The absorption titration experiments were also carried out in KCl at pH 5 to investigate the relations between hemin and two types of terminal G-tetrads/dA caps. As shown in Fig. 4A–C, the G4s, including [AGS55]4, [AG55]4 and [A33G55]4, induced a red shift of the Soret band from 398 nm to 404 nm and the isosbestic points, suggesting that there are strong interactions between the G4s of these samples with hemin. The insets of Fig. 4A–C also reveal Kd values of around 2 μM, and the enhancement of α values was different from that of [AG4A]4. The α value of [A33G55]4 increased to about 2 but remained smaller than that of [AGS55]4 and [AG55]4 (about 3). This indicates that increasing the number of 3′-terminal G-tetrads can facilitate the complexation between G4s and hemin, and 3′ dA caps can help promote the interactions between them. According to Fig. 4E, the [AG33]4 did not induce the enhancement of absorbance at 404 nm but rather reduced it, and its Kd value was not measurable, which confirms that the binding affinity between hemin and 5′-terminal G-tetrads is weak. The α value of [A55G33]4 increased to 0.5, and its Kd value was 0.7 μM, which is the smallest among those of all G4s (Fig. 4D). The results clearly show that 3′ dA caps can promote the binding of 5′-terminal G-tetrads and hemin. The decay kinetic experiments showed that during the exposure to 3.5 mM H2O2 for one min, the percent degradation of hemin was ∼70% when in complexes with [AGS55]4 and [AG55]4, was ∼60% when in complexes with [A33G55]4 and [A55G33]4, and was 20% when in a complex with [AG33]4 (data can be found in Fig. S6A–E, ESI). The decay kinetic experiments were further performed by which the reduction of absorbance at 404 nm was measured as a function of time when the samples were exposed to 0.5 mM H2O2 (Fig. S6F, ESI). The data depicted in Fig. 4F show that the order of the initial degradation rate is in accordance with the order of catalytic performances. These results show that increasing the number of 3′-terminal G-tetrads or 3′ dA caps in G4s could significantly improve their catalytic activities, by not only enhancing hemin-binding efficiencies, but also accelerating the formation of the compound 1-like intermediate.

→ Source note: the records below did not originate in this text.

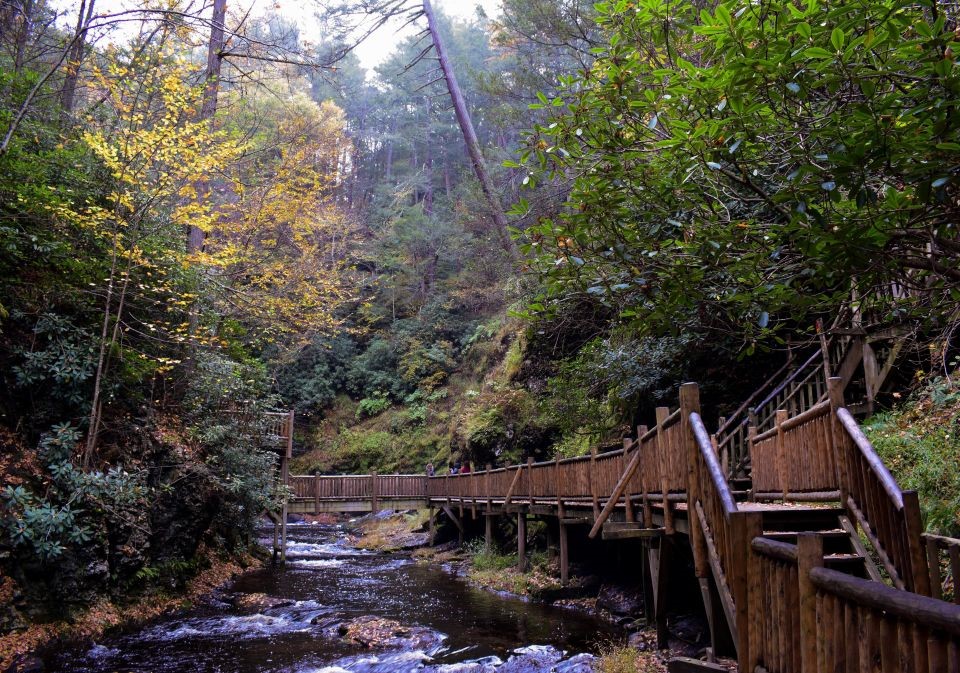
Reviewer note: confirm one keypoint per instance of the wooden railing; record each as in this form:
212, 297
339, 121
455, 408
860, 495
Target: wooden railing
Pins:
720, 533
806, 618
779, 600
943, 562
889, 517
358, 487
795, 458
775, 641
804, 387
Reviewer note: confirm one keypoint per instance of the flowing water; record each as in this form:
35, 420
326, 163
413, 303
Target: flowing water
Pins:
450, 625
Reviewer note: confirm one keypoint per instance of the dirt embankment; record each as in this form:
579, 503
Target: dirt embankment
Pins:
17, 649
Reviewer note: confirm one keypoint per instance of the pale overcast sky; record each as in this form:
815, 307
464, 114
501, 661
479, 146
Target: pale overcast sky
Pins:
371, 53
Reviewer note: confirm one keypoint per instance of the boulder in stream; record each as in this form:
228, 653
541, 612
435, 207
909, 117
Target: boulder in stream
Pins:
377, 632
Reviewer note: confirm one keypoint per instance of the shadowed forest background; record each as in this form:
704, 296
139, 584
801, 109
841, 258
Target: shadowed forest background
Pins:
212, 216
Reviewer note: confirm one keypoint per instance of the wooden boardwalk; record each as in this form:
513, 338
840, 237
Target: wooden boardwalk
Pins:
819, 564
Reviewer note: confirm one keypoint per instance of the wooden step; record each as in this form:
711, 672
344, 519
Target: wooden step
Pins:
852, 564
835, 541
789, 518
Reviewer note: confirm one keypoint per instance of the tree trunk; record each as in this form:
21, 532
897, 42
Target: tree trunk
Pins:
211, 90
469, 134
427, 163
389, 159
68, 93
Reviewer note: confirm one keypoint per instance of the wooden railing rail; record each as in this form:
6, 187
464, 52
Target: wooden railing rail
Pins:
774, 638
732, 436
889, 517
358, 487
808, 619
863, 625
720, 532
659, 451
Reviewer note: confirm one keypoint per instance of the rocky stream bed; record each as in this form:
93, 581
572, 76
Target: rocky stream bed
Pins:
337, 608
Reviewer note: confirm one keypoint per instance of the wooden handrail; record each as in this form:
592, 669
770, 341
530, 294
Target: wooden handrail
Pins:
617, 492
513, 485
731, 420
912, 607
889, 484
816, 411
783, 551
713, 465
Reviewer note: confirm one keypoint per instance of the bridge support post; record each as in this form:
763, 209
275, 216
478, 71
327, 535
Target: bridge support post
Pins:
285, 475
660, 559
522, 540
564, 556
552, 543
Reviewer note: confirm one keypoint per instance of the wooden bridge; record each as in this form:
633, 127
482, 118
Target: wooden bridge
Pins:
818, 563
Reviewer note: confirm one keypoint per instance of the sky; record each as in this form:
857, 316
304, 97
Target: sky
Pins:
376, 49
371, 53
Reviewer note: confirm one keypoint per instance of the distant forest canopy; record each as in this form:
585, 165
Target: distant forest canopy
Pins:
223, 213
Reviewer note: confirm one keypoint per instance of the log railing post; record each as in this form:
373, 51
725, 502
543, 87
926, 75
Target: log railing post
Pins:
809, 556
530, 478
592, 478
838, 441
741, 577
647, 510
913, 523
662, 414
783, 469
486, 487
627, 500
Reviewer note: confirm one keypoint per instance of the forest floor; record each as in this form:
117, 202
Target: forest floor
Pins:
106, 616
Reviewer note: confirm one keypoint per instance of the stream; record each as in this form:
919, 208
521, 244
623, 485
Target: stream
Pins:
448, 625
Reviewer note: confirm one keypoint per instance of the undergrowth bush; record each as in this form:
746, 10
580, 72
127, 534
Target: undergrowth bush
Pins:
919, 444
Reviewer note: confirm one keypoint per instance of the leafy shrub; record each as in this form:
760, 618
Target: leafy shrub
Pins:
73, 505
371, 406
920, 444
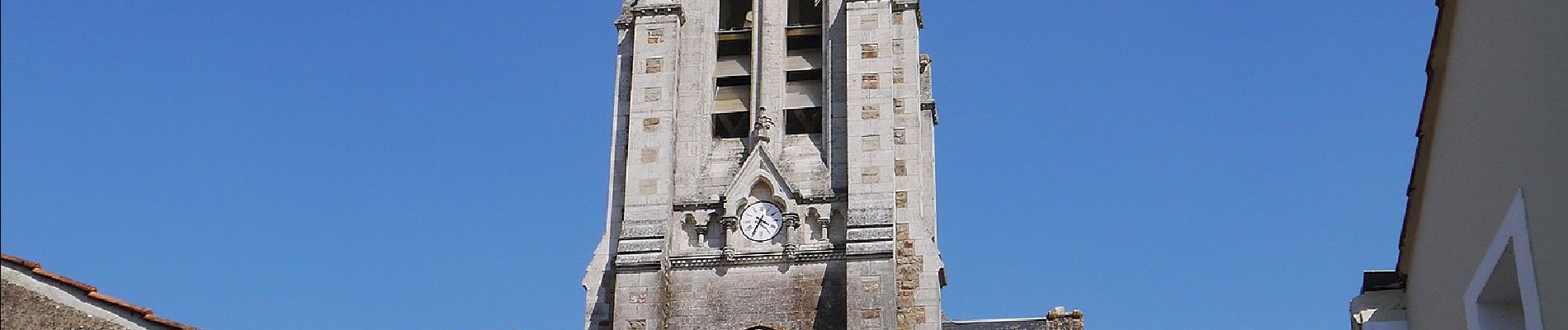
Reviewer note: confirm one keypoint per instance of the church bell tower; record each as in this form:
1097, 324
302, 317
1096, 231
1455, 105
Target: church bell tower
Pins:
772, 169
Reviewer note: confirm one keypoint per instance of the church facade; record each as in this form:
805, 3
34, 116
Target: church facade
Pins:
772, 167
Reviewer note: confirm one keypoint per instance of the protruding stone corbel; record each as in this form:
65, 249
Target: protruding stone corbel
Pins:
701, 227
730, 223
789, 251
825, 224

image file: d0sc01905d-f4.tif
Fig. 4 Absorption titration of 2.5 μM hemin with G4s formed by (A) AGS55, (B) AG55, (C) A33G55, (D) A55G33, and (E) AG33 in KCl, pH 5. Inset: Change of α as a function of G4 concentration. (F) Initial degradation rate of five DNAzymes exposed to 0.5 mM H2O2.

Catalytic activity of DNAzymes in different buffer solutions or in the presence of different substrates

The adenine-containing DNAzymes exhibited the best catalytic ability in MES buffer at slightly acidic pH values, which was different from a previous report in which G4-based DNAzymes were observed to have higher enzymatic performance at slightly alkaline pH values.20 We assumed that the difference is mainly caused by the presence of an acid–base adenine catalyst. To verify this assumption, we further measured the catalytic oxidation in HEPES buffer at various pH values. The results showed that the V0 values of AG4A, F12, F14, F13, AGS55 and AG55 obviously decreased in HEPES buffer at pH values larger than 6 and that of AG33 remained low at all pH values (data can be found in Fig. S7, ESI). In contrast, the TTT-based DNAzyme (d(G3TG3TG3TG3)) exhibited high catalytic activities in both MES and HEPES buffers at slightly alkaline pH values due to the absence of adenine in the ABTS–H2O2 catalytic system; thus, this confirms our hypothesis (Fig. S8, ESI).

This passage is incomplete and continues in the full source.